I heard lately many presentations about virtualization solutions, being them orchestration solutions, or storage, networking or soemthing else, and the vendors selling them have a usual phrase “this product is designed for large companies AND service providers”. The underlying idea, coming from vendors thinking at both use cases for their products, is that a large companies is completely comparable to a service provider. At first, the thought is correct, but there is a significant difference that ultimately makes this thinking wrong.
Size matters
For sure, one of the reasons behing the idea to compare large companies to service provider, is the size of the infrastructure. A companies serving 10.000 employees is not that different from a service provider hosting several virtual machines, that combined serve the same amount of users: in both cases there will be 10.000 mailboxes, 10.000 hits to websites, 10.000 logins to file servers,and so on.
If the running workloads have the same size and performance requirements, the infrastructure needed in order to run them will be about the same.
Furthermore, other characteristics are common: one above all is automation. You cannot think about managing thousands of servers and virtual machines without some automation tool. Regardless is Puppet, Chef or other solutions (some of them funnily were designed originally for large companies and have been converted in order to be sold to service providers too), they are fundamental above a certain size: there are too many managed systems per single system admins, manual management is simply impossible. In fact, one of the KPI (Key performance metrics) in large environments is this ratio.
Everything under control?
So, you would think the idea that those two use cases are the same is correct. In general it is, but there is at least ONE element that makes the two totally different, and is usually overlooked or purposely forgotten: users, and how they use resources of the infrastructure.
In a large companies, even the biggest ones, you can obtain a high degree of accuracy in forecasting the growth of the IT infrastructure, and thus design it accordingly. All the requests from the several business units are evaluated, analyzed, and finally translated in an infrastructure solution that also have capacity planning in it.
In a service provider, at least those at a certain size, once the user (the customer) has gained access to the services he bought, there is no direct or correct way to know what he’s going to run, what compute power he will use or how much storage he will consume. Unless you place limits to customers’ growth (and even if many SP do it, this is not what a service provider should do), at any time a customer can deploy and run how many workloads he needs.
Let’s look at a quick example: for a new e-commerce, the user wants to create a classic 3-tier infrastructure, with a database server, some application servers and some web servers. If the user is a business unit of a large companies, he will meet the IT department in order to evaluate the project together, so at the end he will be sure the required IT resources are available. But if the user is the customer of a service provider, he’s only going to login and start deploy the required virtual machines. All of a sudden, the provider could end up with 50 new virtual machines and 10 more TB of consumed storage space.

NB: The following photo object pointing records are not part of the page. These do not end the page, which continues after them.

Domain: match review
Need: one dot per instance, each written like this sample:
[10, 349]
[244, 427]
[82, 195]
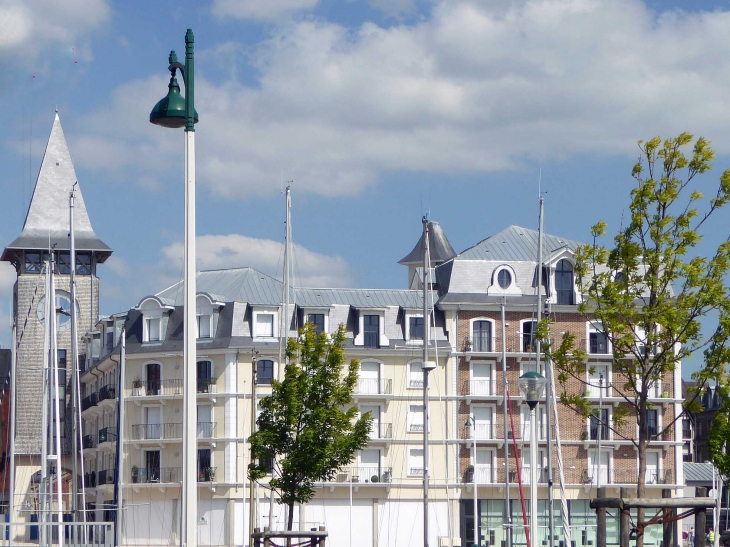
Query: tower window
[83, 264]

Capacity Planning vs Design to Scale
If you agree with what I just explained, you would agree also to the idea that the two use cases require different kind of design. In a service provider, one of the most painful activity is the so called “forklift upgrade”: that moment when a system is no more expandable, and the only way to upgrade is its complete replacement with another one. If you are talking about storage, this also means you have to migrate all data from one system to the other, and this is something that can always lead to problems even if it was completely planned.
In a large company, even if it could use a design with no or reduced forklift upgrade problems, a component upgrade by substitution is less upsetting; that’s because it has the control over workloads. First, they can design a solution that can last for the usual 3/4/5 years period, but also because the migration during the forklift upgrade is somewhat manageable: by involving the different business units impacted by the upgrade, downtimes for example are easier to be planned.
In a service provider, even if they can do the same kind of upgrade, this would have to be done without any problem caused to the customer, and at the end without impacting the agreed SLA. It’s not impossibile, but it’s hard to be done.
So, instead of thinking about a really detailed capacity planning, I think a service provider should focus more on “Design to Scale”. This means to use, wherever you can, modular components that can be scaled horizontally in a linear and transparent way. The compute part is already managed in this way from years, thanks to VMware and its clusters made with several ESXi servers that can be added and removed dinamically. In storage this does not always happen, and there are still few scale-out solutions, while the vast majority of storage systems are scale-up. I wrote a post some months ago titled “The future of storage is Scale Out”, and in it I explained why I think a scale-out storage is better, go and read it if you want.
A service provider has limits in his capacity planning possibilites because he does not have a complete overview of his users. So, he better focus on “Design to Scale”, so he would be able to react more easily to sudden requesta of his users.
Final notes
At the end, a service provider runs in a different way compared to a large company, even if they have some characteristics in common. If a vendor wants to compare them come hell or high water, so he can sell the same product to both, well this is not always a smart move. There are for sure some products that can be a great fit for both use cases, but at the same time many solutions are good only in one use case, and their use in the other can lead to problems; maybe those problems are not visible at first, and because of this they are even more dangerous because they are going to surface when a (painful) upgrade is in place.
If you are a service provider, design by using extreme scenarios: don’t think about a system that can grow 30% per year in the next 3 years, think about “Is this system able to be DOUBLED in its size in a week timeframe? And how?”